たちばな慶一郎 過去の国政報告

国政報告(第121号)

2012年1月28日(土)

 先週の土曜日に上京し、22日(日)は党大会、24日(火)は通常国会の開会式と、東京の日程が続き、久しぶりに東京からの報告となりました。先週は、この冬の雪は無いままか。。と綴りましたが、24日は東京も朝方は一面の雪景色となり、25日(水)からは北陸も本格的な雪とのこと。除雪車も至るところで出動ですね。

 衆議院では、野田総理の施政方針演説に対し、26-7日(木-金)と各党の代表質問があり、31日(火)以降は予算委員会へと進む見込みです。まずは、今年度の第4次補正予算、続いて新年度予算へと審議が進む予定です。焦点の消費税引き上げの法案は、3月から4月にかけて山場を迎えるものと思います。
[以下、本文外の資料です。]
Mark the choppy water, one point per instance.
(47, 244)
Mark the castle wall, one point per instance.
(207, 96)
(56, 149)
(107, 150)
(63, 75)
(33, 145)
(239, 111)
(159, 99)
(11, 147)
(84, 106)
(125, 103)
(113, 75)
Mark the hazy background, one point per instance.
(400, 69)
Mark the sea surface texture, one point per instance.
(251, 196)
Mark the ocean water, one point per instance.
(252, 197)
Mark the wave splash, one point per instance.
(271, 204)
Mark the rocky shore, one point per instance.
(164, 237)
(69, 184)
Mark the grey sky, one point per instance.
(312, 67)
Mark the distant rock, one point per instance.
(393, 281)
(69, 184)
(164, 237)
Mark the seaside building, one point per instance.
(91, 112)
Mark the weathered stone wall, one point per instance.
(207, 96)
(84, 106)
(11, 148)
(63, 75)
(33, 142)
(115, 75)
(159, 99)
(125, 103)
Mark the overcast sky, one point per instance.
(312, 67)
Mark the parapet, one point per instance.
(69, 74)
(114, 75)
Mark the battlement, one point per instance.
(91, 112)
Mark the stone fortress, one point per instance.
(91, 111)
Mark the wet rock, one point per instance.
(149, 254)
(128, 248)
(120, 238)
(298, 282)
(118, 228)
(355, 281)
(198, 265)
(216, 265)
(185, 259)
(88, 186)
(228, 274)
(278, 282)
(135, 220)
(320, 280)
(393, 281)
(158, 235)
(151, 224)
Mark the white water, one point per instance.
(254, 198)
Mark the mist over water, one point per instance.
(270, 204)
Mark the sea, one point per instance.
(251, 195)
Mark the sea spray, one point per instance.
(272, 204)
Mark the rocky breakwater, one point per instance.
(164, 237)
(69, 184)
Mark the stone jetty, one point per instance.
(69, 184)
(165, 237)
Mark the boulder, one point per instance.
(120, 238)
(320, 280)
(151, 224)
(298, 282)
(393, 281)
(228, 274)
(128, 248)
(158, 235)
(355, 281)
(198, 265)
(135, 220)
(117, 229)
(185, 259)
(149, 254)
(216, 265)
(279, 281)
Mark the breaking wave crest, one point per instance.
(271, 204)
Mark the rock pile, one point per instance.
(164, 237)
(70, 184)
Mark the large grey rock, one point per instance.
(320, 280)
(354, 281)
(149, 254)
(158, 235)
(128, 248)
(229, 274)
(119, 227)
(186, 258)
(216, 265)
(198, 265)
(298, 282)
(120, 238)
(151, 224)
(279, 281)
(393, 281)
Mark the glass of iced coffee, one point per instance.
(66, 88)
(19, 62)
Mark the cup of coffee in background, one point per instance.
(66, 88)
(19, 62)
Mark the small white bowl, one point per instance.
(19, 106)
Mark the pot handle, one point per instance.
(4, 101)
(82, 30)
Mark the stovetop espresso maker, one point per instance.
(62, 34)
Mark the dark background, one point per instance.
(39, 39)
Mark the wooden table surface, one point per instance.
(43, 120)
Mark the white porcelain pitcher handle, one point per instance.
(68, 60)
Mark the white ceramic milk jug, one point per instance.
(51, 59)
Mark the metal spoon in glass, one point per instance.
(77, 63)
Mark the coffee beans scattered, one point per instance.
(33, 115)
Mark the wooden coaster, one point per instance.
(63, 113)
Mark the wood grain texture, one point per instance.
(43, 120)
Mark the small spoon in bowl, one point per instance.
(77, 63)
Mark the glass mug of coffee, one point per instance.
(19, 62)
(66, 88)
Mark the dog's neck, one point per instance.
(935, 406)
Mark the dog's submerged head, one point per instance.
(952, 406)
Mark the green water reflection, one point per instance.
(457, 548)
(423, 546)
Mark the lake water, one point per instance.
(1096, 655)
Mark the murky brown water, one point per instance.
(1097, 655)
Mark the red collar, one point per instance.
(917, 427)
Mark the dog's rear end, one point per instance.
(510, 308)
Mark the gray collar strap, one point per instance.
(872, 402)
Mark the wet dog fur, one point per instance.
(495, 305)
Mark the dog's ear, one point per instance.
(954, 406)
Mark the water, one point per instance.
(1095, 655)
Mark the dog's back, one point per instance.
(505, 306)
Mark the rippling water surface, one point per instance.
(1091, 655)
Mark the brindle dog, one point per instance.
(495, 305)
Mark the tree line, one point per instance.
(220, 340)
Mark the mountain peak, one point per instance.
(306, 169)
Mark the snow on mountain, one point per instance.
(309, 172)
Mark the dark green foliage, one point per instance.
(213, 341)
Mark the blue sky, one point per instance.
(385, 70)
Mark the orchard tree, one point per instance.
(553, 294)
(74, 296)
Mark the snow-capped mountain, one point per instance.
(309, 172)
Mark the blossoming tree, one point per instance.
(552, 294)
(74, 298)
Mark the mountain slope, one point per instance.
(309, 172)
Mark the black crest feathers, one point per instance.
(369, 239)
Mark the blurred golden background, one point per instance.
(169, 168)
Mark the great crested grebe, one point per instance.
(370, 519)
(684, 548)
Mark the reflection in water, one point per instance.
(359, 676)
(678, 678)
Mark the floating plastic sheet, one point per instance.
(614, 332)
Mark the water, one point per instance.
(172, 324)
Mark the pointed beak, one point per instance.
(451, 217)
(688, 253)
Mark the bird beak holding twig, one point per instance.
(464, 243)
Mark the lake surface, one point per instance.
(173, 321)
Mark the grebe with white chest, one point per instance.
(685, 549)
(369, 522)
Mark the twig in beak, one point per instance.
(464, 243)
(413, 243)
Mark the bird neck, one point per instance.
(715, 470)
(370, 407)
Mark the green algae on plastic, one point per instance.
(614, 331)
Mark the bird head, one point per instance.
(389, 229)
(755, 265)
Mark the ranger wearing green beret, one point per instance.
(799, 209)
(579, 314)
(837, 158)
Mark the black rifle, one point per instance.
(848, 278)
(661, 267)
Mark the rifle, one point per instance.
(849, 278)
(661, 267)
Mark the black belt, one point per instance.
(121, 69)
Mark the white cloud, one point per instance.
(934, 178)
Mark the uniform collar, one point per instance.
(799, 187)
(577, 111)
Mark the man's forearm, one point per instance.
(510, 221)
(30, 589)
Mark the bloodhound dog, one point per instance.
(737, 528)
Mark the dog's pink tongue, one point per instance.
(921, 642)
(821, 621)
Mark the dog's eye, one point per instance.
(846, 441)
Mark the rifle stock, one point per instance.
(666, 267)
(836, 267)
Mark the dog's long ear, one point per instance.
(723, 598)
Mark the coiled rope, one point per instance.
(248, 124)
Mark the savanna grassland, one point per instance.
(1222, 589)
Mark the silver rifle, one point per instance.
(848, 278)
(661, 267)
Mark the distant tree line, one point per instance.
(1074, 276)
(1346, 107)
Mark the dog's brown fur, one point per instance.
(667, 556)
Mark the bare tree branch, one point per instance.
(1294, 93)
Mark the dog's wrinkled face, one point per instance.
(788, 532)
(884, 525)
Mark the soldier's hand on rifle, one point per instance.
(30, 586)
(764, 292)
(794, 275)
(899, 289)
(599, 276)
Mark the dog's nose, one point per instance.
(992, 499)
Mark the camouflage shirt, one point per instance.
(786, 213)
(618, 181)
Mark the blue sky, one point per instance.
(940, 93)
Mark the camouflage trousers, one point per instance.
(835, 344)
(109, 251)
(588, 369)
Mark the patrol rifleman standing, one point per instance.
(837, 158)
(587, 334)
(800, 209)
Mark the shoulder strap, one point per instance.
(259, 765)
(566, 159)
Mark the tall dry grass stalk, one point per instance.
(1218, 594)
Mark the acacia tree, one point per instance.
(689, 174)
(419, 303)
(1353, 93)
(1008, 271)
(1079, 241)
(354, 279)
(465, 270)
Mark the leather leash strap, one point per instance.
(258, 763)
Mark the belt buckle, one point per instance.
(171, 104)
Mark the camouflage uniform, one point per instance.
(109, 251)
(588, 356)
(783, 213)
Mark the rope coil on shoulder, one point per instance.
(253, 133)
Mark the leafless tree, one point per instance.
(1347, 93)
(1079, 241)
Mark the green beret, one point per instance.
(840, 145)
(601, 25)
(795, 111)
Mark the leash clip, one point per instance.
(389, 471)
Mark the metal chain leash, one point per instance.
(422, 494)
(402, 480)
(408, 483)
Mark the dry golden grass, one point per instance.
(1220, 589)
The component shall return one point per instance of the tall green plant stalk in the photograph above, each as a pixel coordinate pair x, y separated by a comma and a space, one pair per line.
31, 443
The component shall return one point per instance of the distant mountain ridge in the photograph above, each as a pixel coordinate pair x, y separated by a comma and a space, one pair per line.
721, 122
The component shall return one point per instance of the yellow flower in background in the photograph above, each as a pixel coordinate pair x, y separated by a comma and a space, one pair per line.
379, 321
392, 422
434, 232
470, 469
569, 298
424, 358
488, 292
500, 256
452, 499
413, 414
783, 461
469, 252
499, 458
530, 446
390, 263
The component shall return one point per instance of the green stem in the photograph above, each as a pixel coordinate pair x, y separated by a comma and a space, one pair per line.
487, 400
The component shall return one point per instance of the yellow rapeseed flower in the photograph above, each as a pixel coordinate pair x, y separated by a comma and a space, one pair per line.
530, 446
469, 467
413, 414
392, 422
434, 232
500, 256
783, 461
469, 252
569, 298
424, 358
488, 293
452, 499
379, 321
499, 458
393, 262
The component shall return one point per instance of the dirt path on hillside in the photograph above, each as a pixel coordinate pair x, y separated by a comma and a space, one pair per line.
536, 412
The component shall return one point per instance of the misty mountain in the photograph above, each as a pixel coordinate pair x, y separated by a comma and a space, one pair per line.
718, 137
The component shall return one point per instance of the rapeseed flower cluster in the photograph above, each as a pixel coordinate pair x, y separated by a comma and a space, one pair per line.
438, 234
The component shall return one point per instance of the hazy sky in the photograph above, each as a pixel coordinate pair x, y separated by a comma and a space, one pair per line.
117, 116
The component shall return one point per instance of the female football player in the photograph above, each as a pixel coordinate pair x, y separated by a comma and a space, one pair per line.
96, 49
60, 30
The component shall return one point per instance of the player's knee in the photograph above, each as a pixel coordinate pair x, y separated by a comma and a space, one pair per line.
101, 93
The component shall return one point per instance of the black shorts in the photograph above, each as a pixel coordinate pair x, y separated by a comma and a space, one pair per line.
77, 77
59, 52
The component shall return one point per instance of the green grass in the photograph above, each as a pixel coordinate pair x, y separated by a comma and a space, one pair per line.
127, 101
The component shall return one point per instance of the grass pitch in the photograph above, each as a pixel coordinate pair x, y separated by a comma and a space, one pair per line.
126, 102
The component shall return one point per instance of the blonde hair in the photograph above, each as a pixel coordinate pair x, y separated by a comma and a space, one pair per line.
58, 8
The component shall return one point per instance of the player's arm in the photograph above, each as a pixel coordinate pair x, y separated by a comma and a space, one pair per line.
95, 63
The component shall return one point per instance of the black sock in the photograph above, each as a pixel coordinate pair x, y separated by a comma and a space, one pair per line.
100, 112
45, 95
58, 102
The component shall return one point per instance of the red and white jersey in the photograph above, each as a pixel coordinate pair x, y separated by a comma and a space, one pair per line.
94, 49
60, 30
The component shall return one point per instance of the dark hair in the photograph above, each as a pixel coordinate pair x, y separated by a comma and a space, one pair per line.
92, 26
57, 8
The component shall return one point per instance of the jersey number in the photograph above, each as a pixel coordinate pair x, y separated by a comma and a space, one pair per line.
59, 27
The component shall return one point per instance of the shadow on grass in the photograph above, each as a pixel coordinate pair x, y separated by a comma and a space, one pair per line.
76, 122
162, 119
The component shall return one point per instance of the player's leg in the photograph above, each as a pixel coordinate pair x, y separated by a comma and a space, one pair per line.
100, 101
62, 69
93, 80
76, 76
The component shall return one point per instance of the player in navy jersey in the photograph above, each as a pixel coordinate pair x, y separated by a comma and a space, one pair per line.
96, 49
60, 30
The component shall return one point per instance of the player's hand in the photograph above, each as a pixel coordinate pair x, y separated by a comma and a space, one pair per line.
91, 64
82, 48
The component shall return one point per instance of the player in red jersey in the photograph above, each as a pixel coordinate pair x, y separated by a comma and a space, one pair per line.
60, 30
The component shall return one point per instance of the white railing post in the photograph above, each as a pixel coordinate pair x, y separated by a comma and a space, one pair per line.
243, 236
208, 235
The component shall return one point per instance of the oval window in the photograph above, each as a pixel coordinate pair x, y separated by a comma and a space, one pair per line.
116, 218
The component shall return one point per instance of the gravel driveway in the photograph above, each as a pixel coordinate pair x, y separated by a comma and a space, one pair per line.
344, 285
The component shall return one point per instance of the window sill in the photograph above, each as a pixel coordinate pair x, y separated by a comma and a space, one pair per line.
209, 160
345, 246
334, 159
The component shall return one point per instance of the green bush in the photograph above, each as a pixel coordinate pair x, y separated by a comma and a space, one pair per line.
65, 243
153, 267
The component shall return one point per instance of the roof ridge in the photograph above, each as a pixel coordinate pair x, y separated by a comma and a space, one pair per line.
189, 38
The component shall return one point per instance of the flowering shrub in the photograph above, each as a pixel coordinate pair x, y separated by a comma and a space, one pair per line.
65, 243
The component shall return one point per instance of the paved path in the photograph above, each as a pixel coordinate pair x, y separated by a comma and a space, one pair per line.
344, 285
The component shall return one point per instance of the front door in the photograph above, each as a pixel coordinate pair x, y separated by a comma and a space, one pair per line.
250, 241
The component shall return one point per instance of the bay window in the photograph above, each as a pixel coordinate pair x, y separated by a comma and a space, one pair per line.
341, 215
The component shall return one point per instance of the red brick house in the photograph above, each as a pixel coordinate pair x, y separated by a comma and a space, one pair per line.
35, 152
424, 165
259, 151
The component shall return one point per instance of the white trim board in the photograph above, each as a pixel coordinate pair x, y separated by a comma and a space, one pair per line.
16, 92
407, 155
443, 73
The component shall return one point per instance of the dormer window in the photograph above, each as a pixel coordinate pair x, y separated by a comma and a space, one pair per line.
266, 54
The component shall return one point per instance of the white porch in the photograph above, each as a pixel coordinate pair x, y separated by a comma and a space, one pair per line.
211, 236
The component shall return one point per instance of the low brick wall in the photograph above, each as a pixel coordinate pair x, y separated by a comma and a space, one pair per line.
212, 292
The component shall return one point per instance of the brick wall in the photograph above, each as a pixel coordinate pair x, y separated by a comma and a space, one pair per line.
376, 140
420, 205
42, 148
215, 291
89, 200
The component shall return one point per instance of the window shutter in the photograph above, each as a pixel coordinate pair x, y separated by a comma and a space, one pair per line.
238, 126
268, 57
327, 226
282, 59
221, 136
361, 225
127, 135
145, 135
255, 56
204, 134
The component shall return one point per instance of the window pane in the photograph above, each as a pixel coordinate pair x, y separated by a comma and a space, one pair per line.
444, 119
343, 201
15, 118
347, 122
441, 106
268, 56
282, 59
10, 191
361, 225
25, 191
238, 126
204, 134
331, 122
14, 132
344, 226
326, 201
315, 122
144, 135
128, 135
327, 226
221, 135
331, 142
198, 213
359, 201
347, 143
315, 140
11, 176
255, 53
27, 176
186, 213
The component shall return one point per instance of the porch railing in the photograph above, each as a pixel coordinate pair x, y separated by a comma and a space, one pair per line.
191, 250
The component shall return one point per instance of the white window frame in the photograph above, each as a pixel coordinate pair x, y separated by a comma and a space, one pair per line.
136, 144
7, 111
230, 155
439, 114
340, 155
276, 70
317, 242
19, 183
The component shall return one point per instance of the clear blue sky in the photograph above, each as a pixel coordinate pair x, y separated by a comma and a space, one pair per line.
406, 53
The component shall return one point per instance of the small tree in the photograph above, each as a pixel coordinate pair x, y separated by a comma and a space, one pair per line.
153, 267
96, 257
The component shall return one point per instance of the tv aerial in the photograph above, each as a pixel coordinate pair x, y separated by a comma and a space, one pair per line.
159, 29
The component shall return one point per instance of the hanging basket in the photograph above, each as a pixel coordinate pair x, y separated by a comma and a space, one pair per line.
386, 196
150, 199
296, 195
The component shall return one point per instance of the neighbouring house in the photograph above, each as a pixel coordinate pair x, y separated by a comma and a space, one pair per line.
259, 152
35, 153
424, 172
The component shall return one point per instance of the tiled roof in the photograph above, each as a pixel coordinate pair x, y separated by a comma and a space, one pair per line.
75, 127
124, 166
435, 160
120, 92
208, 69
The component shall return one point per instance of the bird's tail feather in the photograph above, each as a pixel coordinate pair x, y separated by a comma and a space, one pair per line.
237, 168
 自由民主党の党大会で、谷垣総裁は、3代続く民主党政権が、平成21年夏の総選挙の際のマニフェストをやり切ることができなくなり、選挙民に約束していない消費税増税に突き進むのは、いわば「公約違反」で、まずは、衆議院を解散して国民に信を問うべき、との方針です。報道や世論を見ても、民主党政権がこれ以上マニフェストを進めることができないことは一致した見方であると思います。しかし、今すぐ解散するべきとの声はまだ満ちてきてはいないと感じます。実際、衆議院の多数を与党が占めている現状で、解散の決断ができるのは、まさに野田総理ご本人だけという現状です。そこで、野田内閣が消費税法案を国会に出し、審議に入ることができるかどうかがポイントとなります。

 財政が厳しい現状にあり、社会保障に必要な財源を用意しなければ国が成り立たなくなることについて、国民の皆さんの理解はかなり進んでいるようです。しかし、税の負担をお願いする以上、政府・国会側も応分の身を切る負担が無ければ、理解は広がらない状態です。そこで、国家公務員人件費の引き下げと、国会議員の定数削減、歳費の引き下げが実現しなければ、事実上、消費税の議論には入れないものと思います。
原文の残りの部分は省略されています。